The arrival of the Blind Man (Scene 2), with his gloomy but ironical air, breaks the apparent of tranquillity of the bar. He has a powerful, dramatic voice and promptly launches into two almost consecutive monologues. The first is a popular copla written and turned into verse by Valle-Inclán himself. Though costumista in tone, it has a totally disrespectful, roguish air about it. Each stanza from the Blind Man is matched by a more bucolic-style response from his boy. The Blind Man's second monologue operates as a deliberately abstruse prophecy, rife with speculations about betrayal, death and desolation. At this point I introduced a musical dialogue between the chorus and the Blind Man (let me recall that the chorus is not visible on stage). I gave the sentences strong symbolic overtones, which help to keep the prophecy in a “musical retina” which will later be closed. The Blind Man's second monologue is written to an old Spanish rhythm known as tientos, which is slow, slightly ceremonious, unsettling and in four-time. It always follows a pattern that comes from the dance. It is a slower variant of the so-called flamenco tangos, which arose out of a blend between autochthonous Iberian rhythms and rhythms from the Caribbean.
Once the Blind Man has been driven away, the work focuses on the triangle of main characters (Scene 3). El Jándalo arrives with his boastful, arrogant air, like an archetypal inhabitant of the Río Plata region. He introduces himself as a gentleman who has visited every possible corner of the earth and starts flirting with La Pepona as soon as he meets her. Valle-Inclán describes El Jándalo in the following terms: “sobre un caballo tordillo, con jaeces gauchos (…), altas botas con sonoras espuelas. Se apea con fantasía de valentón.” (riding a piebald horse, with gaucho-type harness(…), tall boots with clinking spurs. He dismounts with swaggering air). This description prompted me to introduce El Jándalo to a farruca rhythm (type of flamenco), with two beats and a highly characteristic stress pattern (every eight quavers). The animal magnetism between El Jándalo and La Pepona is instantaneous. The customers notice it and sing the last lines of the poem "Rosa de Túrbulos", which expresses a whole range of lyrical thoughts about femininity.
Thus at the end of Scene 3, the work enters in medias res. El Jándalo and Don Igi, standing face to face, have an altercation in which the reason for the former's visit is made clear: he has come to blackmail Don Igi over an obscure episode of his life in Latin America. Don Igi reacts histrionically while El Jándalo and the customers leave “singing a village mazurka”. This annotation, which is by Valle, gives me an opportunity to resort to folklore once more by adapting an old Castilian song with words that provide an apt commentary on the situation:
A los árboles altos / los lleva el viento
(Tall trees / are tossed by the wind / and lovers / by thoughts. / Thoughts, ah my life, thoughts. // A heart that is adverse / to pain and suffering / must go through life / free of love. / Free of love, ah my life, free of love.)

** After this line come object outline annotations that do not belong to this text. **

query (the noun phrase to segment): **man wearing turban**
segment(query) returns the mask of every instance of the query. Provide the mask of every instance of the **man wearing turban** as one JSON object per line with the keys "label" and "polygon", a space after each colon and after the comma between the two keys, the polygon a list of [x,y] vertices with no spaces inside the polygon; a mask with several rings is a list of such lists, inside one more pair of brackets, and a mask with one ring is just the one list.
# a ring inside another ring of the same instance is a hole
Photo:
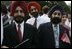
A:
{"label": "man wearing turban", "polygon": [[37,29],[25,23],[27,7],[25,1],[13,1],[10,6],[13,23],[4,27],[4,48],[35,48]]}

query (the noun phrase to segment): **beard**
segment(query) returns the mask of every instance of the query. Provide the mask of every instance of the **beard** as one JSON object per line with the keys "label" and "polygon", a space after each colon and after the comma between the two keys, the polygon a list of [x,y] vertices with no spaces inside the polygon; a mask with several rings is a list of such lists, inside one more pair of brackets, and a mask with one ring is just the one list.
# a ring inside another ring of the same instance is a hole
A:
{"label": "beard", "polygon": [[24,17],[23,16],[16,16],[16,17],[14,17],[14,20],[17,23],[22,23],[24,21]]}
{"label": "beard", "polygon": [[61,22],[61,18],[59,18],[59,17],[51,18],[51,22],[52,22],[53,24],[58,24],[58,23]]}
{"label": "beard", "polygon": [[37,18],[38,17],[38,12],[33,12],[31,13],[33,15],[33,17]]}

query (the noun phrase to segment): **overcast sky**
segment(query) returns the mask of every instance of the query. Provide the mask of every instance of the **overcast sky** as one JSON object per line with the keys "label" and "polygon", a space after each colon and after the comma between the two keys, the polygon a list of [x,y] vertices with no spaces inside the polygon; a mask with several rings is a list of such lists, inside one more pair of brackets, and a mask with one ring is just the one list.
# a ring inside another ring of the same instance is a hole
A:
{"label": "overcast sky", "polygon": [[70,4],[70,3],[71,3],[71,1],[65,1],[65,3],[68,5],[68,4]]}

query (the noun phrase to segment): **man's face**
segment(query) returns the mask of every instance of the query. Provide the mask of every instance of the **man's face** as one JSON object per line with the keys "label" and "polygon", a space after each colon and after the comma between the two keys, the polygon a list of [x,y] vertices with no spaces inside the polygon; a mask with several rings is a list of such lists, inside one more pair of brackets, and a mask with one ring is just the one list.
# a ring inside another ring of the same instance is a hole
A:
{"label": "man's face", "polygon": [[18,7],[15,9],[15,12],[14,12],[14,20],[15,20],[17,23],[21,23],[21,22],[23,22],[24,17],[25,17],[25,14],[24,14],[23,9],[18,6]]}
{"label": "man's face", "polygon": [[66,15],[62,16],[62,22],[65,22],[68,19],[68,17]]}
{"label": "man's face", "polygon": [[54,24],[58,24],[61,22],[61,12],[59,10],[56,10],[52,13],[51,22]]}
{"label": "man's face", "polygon": [[30,13],[33,15],[33,17],[38,17],[38,9],[34,6],[31,6]]}
{"label": "man's face", "polygon": [[53,18],[53,17],[59,17],[59,18],[61,18],[61,12],[60,12],[59,10],[54,11],[54,12],[52,13],[52,18]]}
{"label": "man's face", "polygon": [[16,17],[16,16],[19,16],[19,15],[22,16],[22,17],[25,16],[25,14],[24,14],[24,12],[23,12],[23,9],[18,6],[18,7],[16,8],[15,12],[14,12],[14,16]]}

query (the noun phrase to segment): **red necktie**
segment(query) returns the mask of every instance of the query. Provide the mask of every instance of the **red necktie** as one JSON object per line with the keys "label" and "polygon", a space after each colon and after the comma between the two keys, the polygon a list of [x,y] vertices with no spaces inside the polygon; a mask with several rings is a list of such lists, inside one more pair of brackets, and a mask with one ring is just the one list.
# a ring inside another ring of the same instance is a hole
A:
{"label": "red necktie", "polygon": [[22,41],[22,34],[21,34],[21,30],[20,30],[20,24],[18,24],[18,37],[19,37],[19,41]]}

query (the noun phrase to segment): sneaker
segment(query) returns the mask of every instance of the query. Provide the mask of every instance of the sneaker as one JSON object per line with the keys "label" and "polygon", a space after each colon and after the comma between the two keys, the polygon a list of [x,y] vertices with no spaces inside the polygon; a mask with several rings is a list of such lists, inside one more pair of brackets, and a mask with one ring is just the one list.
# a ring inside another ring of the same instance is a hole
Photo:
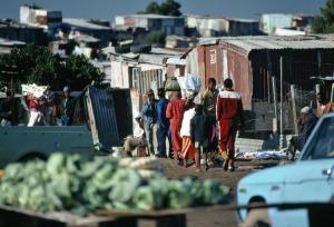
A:
{"label": "sneaker", "polygon": [[232,166],[229,166],[229,167],[228,167],[228,171],[235,171],[235,168],[232,167]]}
{"label": "sneaker", "polygon": [[223,162],[223,168],[225,171],[228,170],[228,159],[225,159],[224,162]]}

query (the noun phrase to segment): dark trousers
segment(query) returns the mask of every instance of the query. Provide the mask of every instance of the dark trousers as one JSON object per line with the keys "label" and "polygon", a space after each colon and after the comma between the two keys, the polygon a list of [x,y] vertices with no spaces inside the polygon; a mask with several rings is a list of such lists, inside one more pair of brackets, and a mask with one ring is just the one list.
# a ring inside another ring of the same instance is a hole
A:
{"label": "dark trousers", "polygon": [[157,129],[158,151],[159,151],[159,156],[161,158],[167,157],[166,140],[167,140],[167,136],[168,136],[168,128],[164,128],[163,126],[158,126],[158,129]]}

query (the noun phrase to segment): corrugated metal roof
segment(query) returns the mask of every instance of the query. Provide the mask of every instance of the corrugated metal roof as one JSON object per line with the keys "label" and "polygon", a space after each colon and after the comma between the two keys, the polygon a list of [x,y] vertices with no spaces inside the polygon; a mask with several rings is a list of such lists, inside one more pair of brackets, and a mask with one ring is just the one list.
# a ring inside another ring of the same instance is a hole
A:
{"label": "corrugated metal roof", "polygon": [[138,62],[164,66],[167,58],[168,57],[166,55],[141,53],[139,56]]}
{"label": "corrugated metal roof", "polygon": [[167,65],[177,65],[177,66],[186,66],[187,60],[180,58],[168,58]]}
{"label": "corrugated metal roof", "polygon": [[144,14],[120,14],[116,17],[122,18],[143,18],[143,19],[184,19],[184,17],[175,17],[175,16],[163,16],[163,14],[153,14],[153,13],[144,13]]}
{"label": "corrugated metal roof", "polygon": [[334,39],[322,36],[294,36],[294,37],[222,37],[200,39],[199,45],[227,43],[244,49],[247,53],[252,50],[265,49],[334,49]]}
{"label": "corrugated metal roof", "polygon": [[111,88],[100,90],[89,87],[87,96],[87,107],[94,144],[100,144],[105,148],[118,146],[120,139]]}
{"label": "corrugated metal roof", "polygon": [[87,19],[81,18],[62,18],[63,23],[68,23],[70,26],[91,29],[91,30],[110,30],[109,27],[99,26],[92,22],[89,22]]}

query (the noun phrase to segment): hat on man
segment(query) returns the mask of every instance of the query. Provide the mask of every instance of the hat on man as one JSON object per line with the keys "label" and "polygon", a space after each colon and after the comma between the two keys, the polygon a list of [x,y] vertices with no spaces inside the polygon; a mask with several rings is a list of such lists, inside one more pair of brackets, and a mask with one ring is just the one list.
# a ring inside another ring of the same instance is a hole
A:
{"label": "hat on man", "polygon": [[311,112],[312,112],[312,108],[308,107],[308,106],[303,107],[303,108],[301,109],[301,114],[311,114]]}
{"label": "hat on man", "polygon": [[63,87],[62,89],[63,92],[69,92],[70,91],[70,88],[68,86]]}
{"label": "hat on man", "polygon": [[155,95],[155,92],[154,92],[153,89],[148,89],[148,90],[146,91],[146,95],[147,95],[147,96],[150,96],[150,95]]}
{"label": "hat on man", "polygon": [[137,114],[135,115],[135,119],[139,119],[139,118],[143,118],[141,112],[137,112]]}

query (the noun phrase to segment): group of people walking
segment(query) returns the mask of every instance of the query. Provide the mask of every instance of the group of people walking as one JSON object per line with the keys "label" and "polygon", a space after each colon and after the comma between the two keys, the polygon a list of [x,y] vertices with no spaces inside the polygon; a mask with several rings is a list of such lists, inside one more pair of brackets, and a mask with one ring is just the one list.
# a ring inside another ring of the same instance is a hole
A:
{"label": "group of people walking", "polygon": [[[226,79],[224,89],[216,89],[216,80],[209,78],[208,87],[195,103],[197,93],[181,97],[180,91],[171,91],[166,98],[164,88],[158,89],[158,100],[151,89],[146,92],[143,111],[135,117],[138,127],[134,137],[125,141],[125,150],[131,156],[136,147],[147,147],[148,155],[183,160],[195,159],[200,170],[202,154],[219,150],[224,169],[234,170],[234,142],[238,126],[243,128],[242,97],[233,89],[233,81]],[[138,134],[138,131],[140,131]]]}

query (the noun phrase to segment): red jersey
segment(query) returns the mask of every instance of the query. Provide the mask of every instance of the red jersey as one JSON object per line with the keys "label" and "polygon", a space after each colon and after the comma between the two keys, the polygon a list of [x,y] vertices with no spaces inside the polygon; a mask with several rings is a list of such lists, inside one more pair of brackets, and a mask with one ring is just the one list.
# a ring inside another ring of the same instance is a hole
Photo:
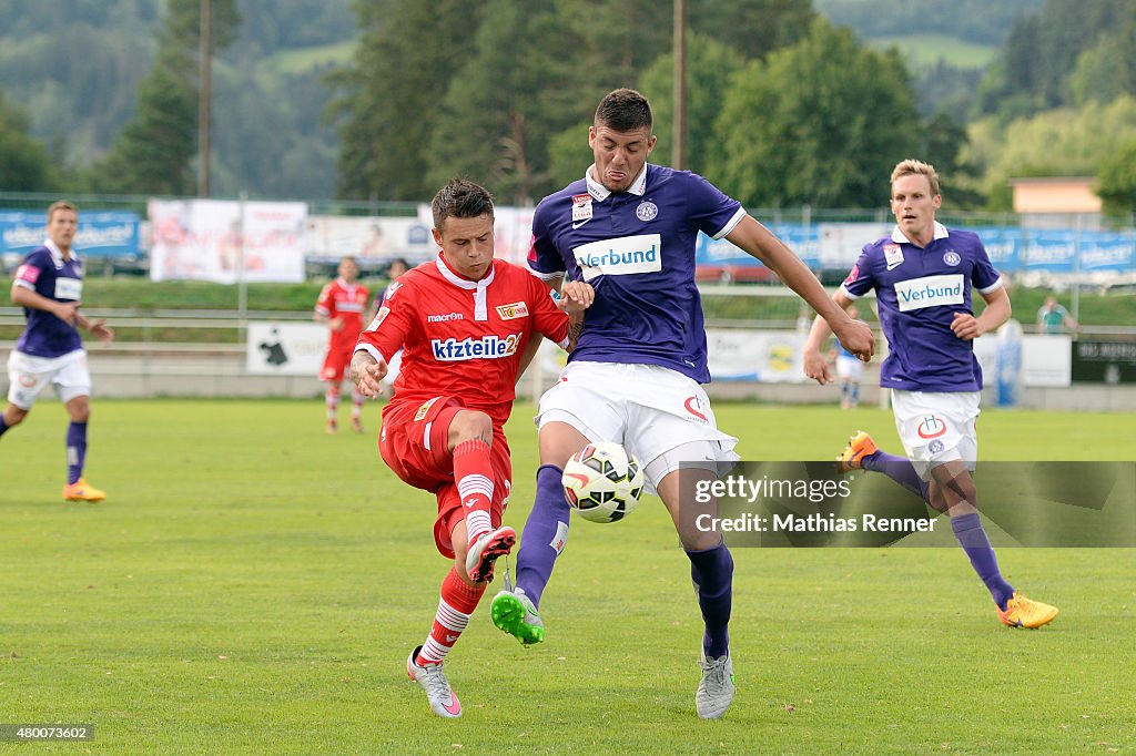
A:
{"label": "red jersey", "polygon": [[316,312],[327,318],[342,318],[343,328],[333,330],[328,351],[351,350],[362,330],[362,313],[370,292],[360,284],[349,284],[336,278],[324,286],[316,300]]}
{"label": "red jersey", "polygon": [[391,285],[356,346],[387,362],[402,347],[394,403],[460,397],[501,426],[516,396],[520,356],[535,330],[566,345],[568,316],[524,268],[493,260],[482,280],[458,275],[442,252]]}

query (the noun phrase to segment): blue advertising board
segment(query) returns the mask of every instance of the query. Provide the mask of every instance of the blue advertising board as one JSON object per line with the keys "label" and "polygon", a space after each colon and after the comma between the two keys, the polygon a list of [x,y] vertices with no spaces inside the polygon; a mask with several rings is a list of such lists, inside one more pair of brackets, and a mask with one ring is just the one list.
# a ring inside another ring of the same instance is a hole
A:
{"label": "blue advertising board", "polygon": [[[137,260],[139,216],[122,211],[82,211],[74,246],[84,258]],[[43,212],[0,211],[0,252],[27,254],[48,237]]]}

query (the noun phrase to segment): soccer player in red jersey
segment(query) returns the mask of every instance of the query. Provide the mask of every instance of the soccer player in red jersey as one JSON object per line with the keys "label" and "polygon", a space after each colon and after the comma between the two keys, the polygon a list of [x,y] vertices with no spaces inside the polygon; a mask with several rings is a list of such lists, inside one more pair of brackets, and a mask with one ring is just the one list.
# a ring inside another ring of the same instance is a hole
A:
{"label": "soccer player in red jersey", "polygon": [[453,717],[461,704],[442,664],[493,579],[494,561],[517,539],[501,526],[512,479],[504,422],[517,376],[540,335],[571,346],[578,324],[570,327],[566,312],[583,312],[593,291],[574,282],[556,302],[527,270],[494,260],[493,198],[484,187],[456,178],[432,210],[442,251],[387,289],[359,337],[351,376],[362,394],[378,396],[387,361],[402,347],[378,448],[399,478],[437,496],[434,541],[454,561],[407,674],[426,689],[435,714]]}
{"label": "soccer player in red jersey", "polygon": [[[327,432],[337,429],[336,415],[340,410],[340,384],[346,377],[351,363],[351,352],[362,330],[362,313],[367,309],[370,292],[359,283],[359,263],[354,258],[340,261],[340,277],[324,286],[316,301],[317,322],[326,322],[331,328],[327,353],[319,379],[327,383]],[[362,394],[352,392],[351,428],[362,432]]]}

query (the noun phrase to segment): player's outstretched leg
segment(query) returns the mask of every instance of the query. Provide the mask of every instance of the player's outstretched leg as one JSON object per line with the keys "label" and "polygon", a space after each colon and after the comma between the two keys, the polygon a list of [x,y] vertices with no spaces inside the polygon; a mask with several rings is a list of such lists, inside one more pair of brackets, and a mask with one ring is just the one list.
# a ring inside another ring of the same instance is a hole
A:
{"label": "player's outstretched leg", "polygon": [[705,624],[699,662],[702,680],[694,694],[694,707],[700,717],[715,720],[734,700],[734,662],[729,655],[734,557],[725,543],[702,551],[687,549],[686,556]]}
{"label": "player's outstretched leg", "polygon": [[900,484],[911,493],[920,496],[928,504],[927,481],[919,477],[911,460],[905,456],[896,456],[884,452],[871,436],[862,430],[858,430],[849,439],[847,446],[838,457],[836,457],[836,469],[841,474],[852,470],[868,470],[869,472],[883,472],[885,476]]}
{"label": "player's outstretched leg", "polygon": [[540,606],[557,557],[568,543],[568,518],[571,510],[560,482],[563,470],[542,464],[536,471],[536,501],[525,522],[517,553],[517,587],[494,596],[491,607],[493,624],[523,644],[544,639]]}
{"label": "player's outstretched leg", "polygon": [[99,490],[83,479],[83,467],[86,463],[86,423],[75,422],[67,426],[67,485],[64,486],[64,499],[68,502],[101,502],[107,493]]}

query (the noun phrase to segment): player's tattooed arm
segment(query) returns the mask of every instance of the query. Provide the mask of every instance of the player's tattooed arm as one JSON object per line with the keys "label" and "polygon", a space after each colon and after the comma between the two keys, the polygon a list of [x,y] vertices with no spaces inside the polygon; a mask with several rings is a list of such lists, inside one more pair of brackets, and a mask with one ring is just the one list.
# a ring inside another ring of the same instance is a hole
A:
{"label": "player's tattooed arm", "polygon": [[385,360],[376,360],[362,350],[351,358],[351,380],[364,396],[378,398],[383,395],[383,378],[386,376],[386,370]]}

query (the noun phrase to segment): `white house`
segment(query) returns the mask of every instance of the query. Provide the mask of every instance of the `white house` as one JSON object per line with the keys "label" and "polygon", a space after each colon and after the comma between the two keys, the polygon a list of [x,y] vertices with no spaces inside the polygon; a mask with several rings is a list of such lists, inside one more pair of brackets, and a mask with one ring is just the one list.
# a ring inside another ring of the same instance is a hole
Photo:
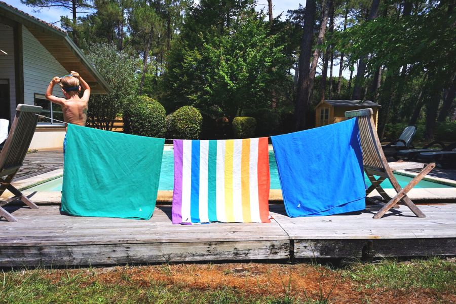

The approval of the plan leads into the dramatic climax (Scene 5), which is a veritable intermingling of different forms of depravation. In the middle La Pepona is digging the grave for the future corpse; El Jándalo and the rondalla are approaching the bar, singing popular songs by Valle-Inclán off-stage. Superimposed on all this we hear the chorus intermittently singing lines marked by a gloomy, lyrical unreality from the poem "La Rosa del Reloj".
At this point Valle-Inclán sets off a precipitato (Scenes 6, 7 and 8). All three scenes are marked by a frenzied rhythm and the crescendo of Don Igi's madness and El Jándalo's caustic attitude. The opera ends (Scene 9) with a solo by La Pepona, who sings lines from the poem "Vista madrileña", pianissimo, over the voices of the chorus. She is expressing a sort of macabre nostalgia, for she was sexually attracted by El Jándalo, not Don Igi. The words of Don Igi, as he sinks into madness and solitude, bring the opera to a close.